If we influence the evolution of other species, we should act responsibly. Dogs have lived with humans for thousands of years. Around the same time, we domesticated and turned them from frightening wild wolves into obedient tail-waggers.

Dogs are also one of the most varied species in the animal kingdom, thanks to our breeding activities. But not only that, a new study that scans dogs’ brains also shows profound changes when they live next to humans:

We’ve changed the structure of the dog’s brain, turning them from predators into a loyal friend.

The discovery was discovered by Erin Hecht, a neuroscientist at Harvard University when she and her colleague gathered a collection of MRI brain scans of 62 purebred dogs of 33 different breeds.

clip_image001 The dog's brain has been transformed by human.

No scientist has ever collected such a database before and has gone in this direction. Therefore, as soon as the images are placed next to each other, “you can immediately see the results in your eyes,” Hecht said.

Dogs from more than thirty different breeds, of course, come in many shapes and sizes of skulls. But none of them could explain the difference in the layout of their brains.

Hecht and her team have identified six networks and brain regions that tend to be different from dog to dog. They are networks associated with certain functions, such as olfactory or motor.

Each dog purebred for different purposes develops different brain regions differently.

clip_image003 The dog's brain has been transformed by human.
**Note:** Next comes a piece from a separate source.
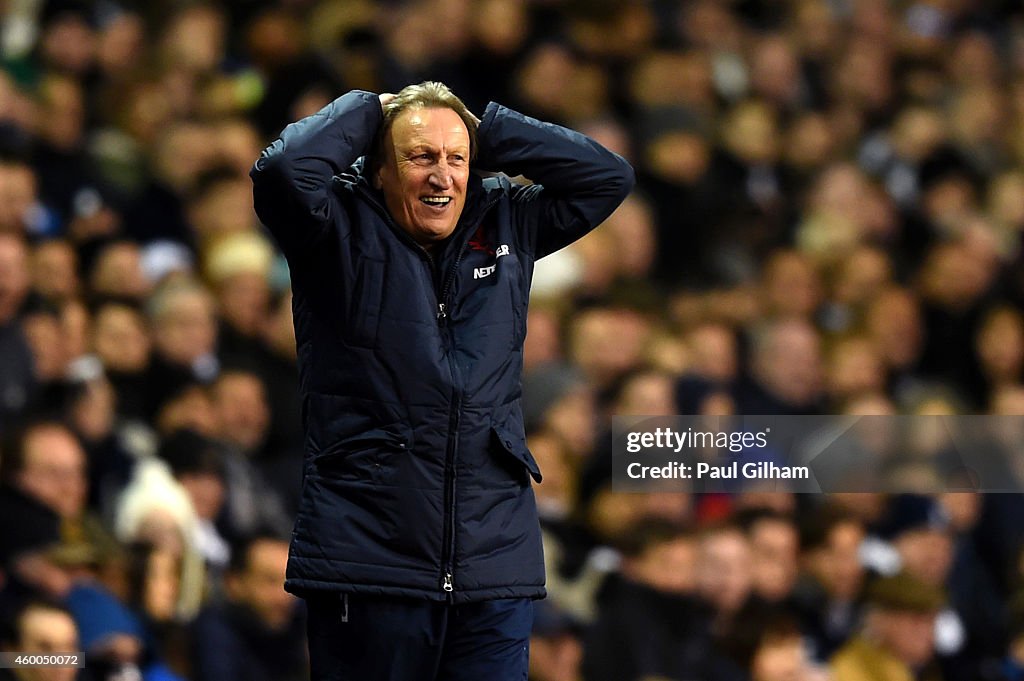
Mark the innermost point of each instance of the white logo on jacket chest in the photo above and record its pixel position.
(480, 272)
For example, boxer dogs and Dobermans, often used as police dogs, have a highly developed visual and olfactory network. Dogs bred to compete in sports show changes in the brain’s network responsible for fear, stress and anxiety responses. Shepherd dogs get their agility and speed thanks to the developing motor brain area.

Living with humans for 15,000 years, the dog’s brain has been transformed by us.
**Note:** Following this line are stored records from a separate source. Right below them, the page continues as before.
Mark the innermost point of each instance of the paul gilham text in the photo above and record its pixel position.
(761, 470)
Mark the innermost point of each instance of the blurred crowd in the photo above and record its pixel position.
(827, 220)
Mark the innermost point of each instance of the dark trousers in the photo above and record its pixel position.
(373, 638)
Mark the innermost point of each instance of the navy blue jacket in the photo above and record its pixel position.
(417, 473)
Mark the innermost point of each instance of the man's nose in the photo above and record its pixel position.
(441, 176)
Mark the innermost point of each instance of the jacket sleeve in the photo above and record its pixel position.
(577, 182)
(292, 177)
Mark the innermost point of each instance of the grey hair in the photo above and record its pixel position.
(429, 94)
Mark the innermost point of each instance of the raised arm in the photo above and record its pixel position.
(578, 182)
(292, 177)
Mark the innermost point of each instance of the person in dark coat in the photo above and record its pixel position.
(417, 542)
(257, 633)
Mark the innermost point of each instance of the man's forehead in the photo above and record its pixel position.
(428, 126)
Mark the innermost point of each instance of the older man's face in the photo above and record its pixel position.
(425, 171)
It is the human training that changes the hunting dog’s brain, rather than their natural predatory instincts.

“Brain anatomy characteristics vary among dog breeds, some of which are undoubtedly due to human action in selective breeding and training dogs with specific behaviors such as hunting, grazing or protect cattle, “said Hecht.
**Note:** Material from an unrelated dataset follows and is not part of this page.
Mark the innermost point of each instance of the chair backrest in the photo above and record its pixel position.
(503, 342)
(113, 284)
She takes a prime example of hunting dogs trained in two different styles: using sight or smell to detect prey. If you grow naturally, you will think that olfactory predators will have an olfactory brain region developing.

clip_image005 The dog's brain has been transformed by human.

But the results of the MRI scan do not show that but indicate an extremely relevant model of human training. Scent-hunting dogs show that the brain area and understanding are very developed.

Hecht explained: “I have heard dog training instructors say that you don’t need to train a dog to smell. Instead, you just need to train them to report on the scent. there”.

This proves it is the training that changes the hound’s brain, rather than its hunting instinct.

“This is a very interesting new study,” said psychologist Daniel Horschler from the University of Arizona. Horschler has previously studied the evolution of the dog brain, but he confirmed that this research is the first findings showing the correlation between dog brain structure and the behavior in their tasks are determined. shaped by human.

We’ve changed the animals around us, and with dogs, the effects on their brain structure are profoundly profound changes, Hecht said. Thinking about it brings a sense of responsibility.

If we influence the life and evolution of other creatures, Hecht thinks we should do it under a clear sense of responsibility.

Hecht himself also raised two small Australian shepherd dogs. “The dogs here with me, as well as their ancestors, lived with my ancestors. It’s a deep, strange and wonderful connection,” she said.

But man is also a single creature living in a moment of history. If we influence the life and evolution of other creatures, Hecht thinks we should do it under a clear sense of responsibility.

“I think our research is a call to respond when we do that when we treat animals like we are still treating them,” Hecht said.

Her new research is published in the Journal of Neuroscience.